Prediction Markets = Market Manipulation? The Failure of Collective Wisdom and the Battle for Settlement Rights

marsbitPublished on 2025-12-23Last updated on 2025-12-23

Abstract

This article examines the controversial nature of prediction markets, particularly Polymarket, through three case studies, arguing that they are vulnerable to manipulation, groupthink, and battles over settlement authority, rather than being pure expressions of collective wisdom. Case 1: "Who will HBO identify as Satoshi?" Despite leaked evidence and media reports confirming the documentary would identify Peter Todd, the price for "Len Sassaman" remained high due to the community's emotional preference for a more narratively satisfying outcome. This demonstrates how narrative and emotion can cause market prices to deviate from factual evidence. Case 2: "How many gifts will Santa deliver?" Traders discovered a hardcoded number in the NORAD website's source code and drove the price of that outcome above 90%. However, this turned the market into a bet on whether the developers would change the number before the deadline, highlighting how centralized control of information sources creates exploitable opportunities. Case 3: "Israel strikes Gaza" contract. In the final hours, a coordinated effort using unverified screenshots and sell orders crashed the price of "No" to 1-2%, creating a false narrative of an attack. The contract was controversially settled as "Yes," showcasing how narrative, capital, and control over the settlement process can be weaponized to manipulate outcomes. The analysis concludes that prediction markets are not neutral but are instead arenas where media n...

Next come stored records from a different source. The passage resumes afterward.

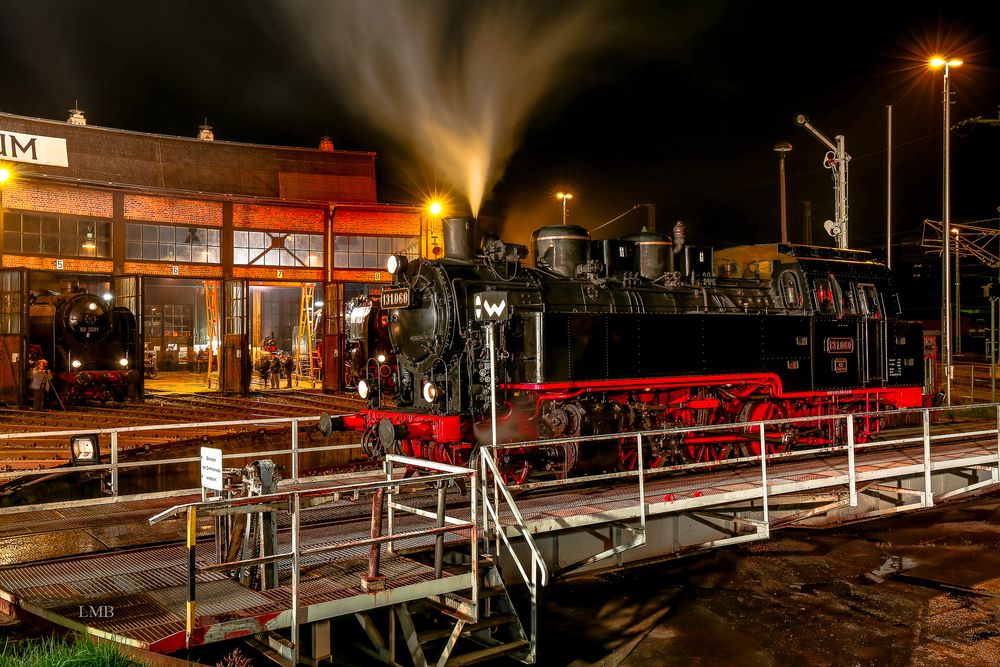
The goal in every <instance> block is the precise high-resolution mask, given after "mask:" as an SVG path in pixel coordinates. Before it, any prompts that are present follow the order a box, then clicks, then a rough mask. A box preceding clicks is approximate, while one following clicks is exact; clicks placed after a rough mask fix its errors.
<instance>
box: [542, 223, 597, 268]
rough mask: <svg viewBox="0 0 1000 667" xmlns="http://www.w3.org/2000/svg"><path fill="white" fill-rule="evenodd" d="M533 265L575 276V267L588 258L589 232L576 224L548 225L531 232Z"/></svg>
mask: <svg viewBox="0 0 1000 667" xmlns="http://www.w3.org/2000/svg"><path fill="white" fill-rule="evenodd" d="M531 247H532V249H533V250H534V251H535V266H536V267H537V268H540V269H548V270H549V271H552V272H553V273H557V274H559V275H561V276H566V277H567V278H573V277H575V276H576V267H577V265H579V264H583V263H584V262H586V261H588V260H589V259H590V232H588V231H587V230H586V229H584V228H583V227H578V226H577V225H550V226H548V227H542V228H541V229H536V230H535V231H534V232H532V234H531Z"/></svg>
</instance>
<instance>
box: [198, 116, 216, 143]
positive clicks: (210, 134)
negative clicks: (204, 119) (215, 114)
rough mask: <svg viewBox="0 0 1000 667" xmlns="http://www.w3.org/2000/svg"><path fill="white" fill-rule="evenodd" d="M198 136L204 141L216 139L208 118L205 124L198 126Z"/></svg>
mask: <svg viewBox="0 0 1000 667" xmlns="http://www.w3.org/2000/svg"><path fill="white" fill-rule="evenodd" d="M198 138H199V139H201V140H202V141H215V133H214V132H212V126H211V125H209V124H208V119H207V118H206V119H205V124H204V125H199V126H198Z"/></svg>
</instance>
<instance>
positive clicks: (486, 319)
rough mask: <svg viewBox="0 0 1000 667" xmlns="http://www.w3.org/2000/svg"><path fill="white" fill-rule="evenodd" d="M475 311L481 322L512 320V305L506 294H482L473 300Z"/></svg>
mask: <svg viewBox="0 0 1000 667" xmlns="http://www.w3.org/2000/svg"><path fill="white" fill-rule="evenodd" d="M473 311H474V312H475V315H476V320H477V321H479V322H503V321H505V320H509V319H510V304H509V303H508V302H507V293H506V292H480V293H479V294H477V295H476V296H475V299H474V300H473Z"/></svg>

Prediction markets, the current hot topic. But when you dive deep, every time you press Yes/No, the gears of fate begin to turn.

This article attempts to analyze controversial topics on prediction markets (primarily Polymarket), exploring their manipulability within binary博弈 (game theory of binary outcomes).

Case Selection

<1> Who will HBO identify as Satoshi?

<2> How many gifts will Santa deliver in 2025

<3> Israel strikes Gaza by...?

And attempts to discuss potential market intervention methods from perspectives like psychology/group effects/house game theory/mass communication.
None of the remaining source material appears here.